I wanted the compensator from the movie Punisher for my 1911 22's (I know they don't need them but they look awesome). Turns out they don't make them... So I did. Let me know what you think. Thanks.

http://i1125.photobucket.com/albums...428017883_1160103241_3069944_1779985179_o.jpg


----------



## TedDeBearFrmHell

good news and bad news.....

good news.... looks very nice

bad news ...... your compensator is most likely considered a suppressor under the NFA rules. by looking at the picture you posted it would appear that the muzzle diameter is much larger than .22 caliber , probably .40 to .45 caliber ..... this would be considered an expansion chamber and since the ports do extend into the expansion chamber it definitely meets the criteria under the NFA...... as .22s are a fairly quiet round anyway, my guess is that this would alter the sound pattern significantly.
remember, the suppressor need not quiet the weapon, just alter the sound patterns. and you dont have to INTEND to do, it just has to happen. ..... granted, all this is just a guess but i would wager a large sum of money that i am right. 

btw.... the bad part of this has no merit if you are outside of the USA.


----------



## Shipwreck

A comp is not illegal (not an NFA item). If anything, it makes the gun louder.

I owned a 1911 with a factory comp before.


----------



## TedDeBearFrmHell

Shipwreck said:


> A comp is not illegal (not an NFA item). If anything, it makes the gun louder.
> 
> I owned a 1911 with a factory comp before.


i am in no way saying that every compensator is illegal. what i am saying is that his home made compensator has a bore much larger than the original barrel and that it could act as an expansion chamber, a ported expansion chamber IS the definition of an integral suppressor. a normal comp doesnt have a bore with a expansion chamber, the bore of the compensator closely matches the bore of the barrel.

i hope that clears up what i was trying to say.


----------



## IronMan

Hey Jonathanmill, 
That compensator looks sweet!! Can you produce more of these and maybe sell them on ebay??


----------



## John2393

Comps aren't illegal, but for..45 they're pointless. Asthetically it does look cool, as long as its not one of those bushing replacement types. 

.45 acp doesn't put out enough pressure to need one to reduce muzzle flip. A .40 or 10mm would be an advantage as that round has a high pressure load going through it. But if it makes you happy, rock on, it does look cool, but I had one on mine and after 20 rds I took it off, and it made no difference. Maybe if you feed +p .45 through it it may help. But 45 acp is a subsonic bowling ball.

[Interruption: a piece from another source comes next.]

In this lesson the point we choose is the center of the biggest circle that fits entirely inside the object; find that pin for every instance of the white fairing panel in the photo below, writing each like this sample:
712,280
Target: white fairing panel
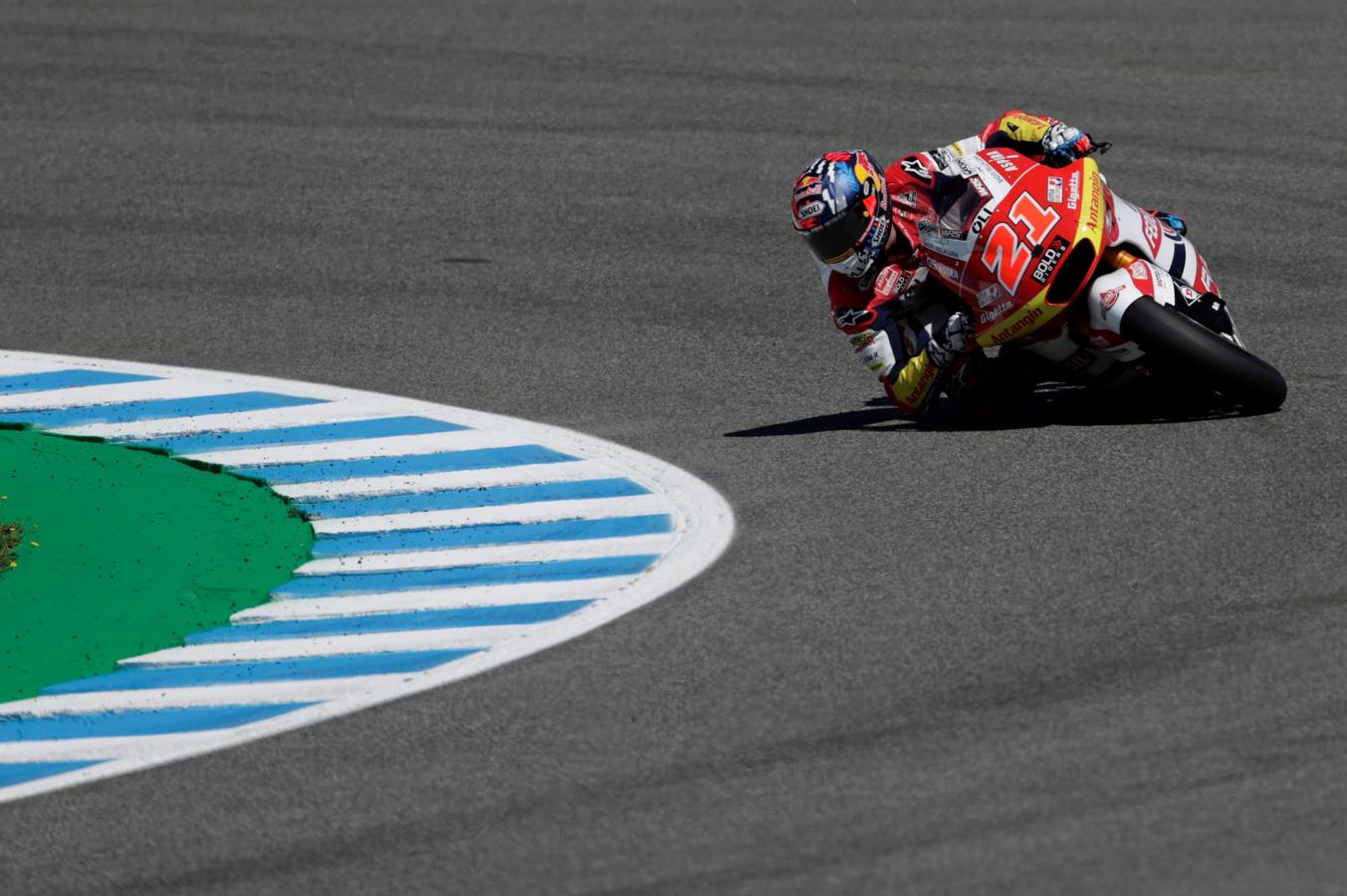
1172,252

But if you Google 1911 compensators you will find a bunch of them, some bushing replacement type, which dont do crap, some barrel/ guide rod attatchable types. Dragonfire makes both. Maybe Google dragonfire 1911 comps. But for the record, your handmade one is pretty cool. Just watch the muzzle flash in your face when shooting in rhe dark.


----------



## LoneWolf

That punisher compensator you made is amazing! How hard was it to do?


----------



## VAMarine

OP hasn't been back since posting this...

Closed


----------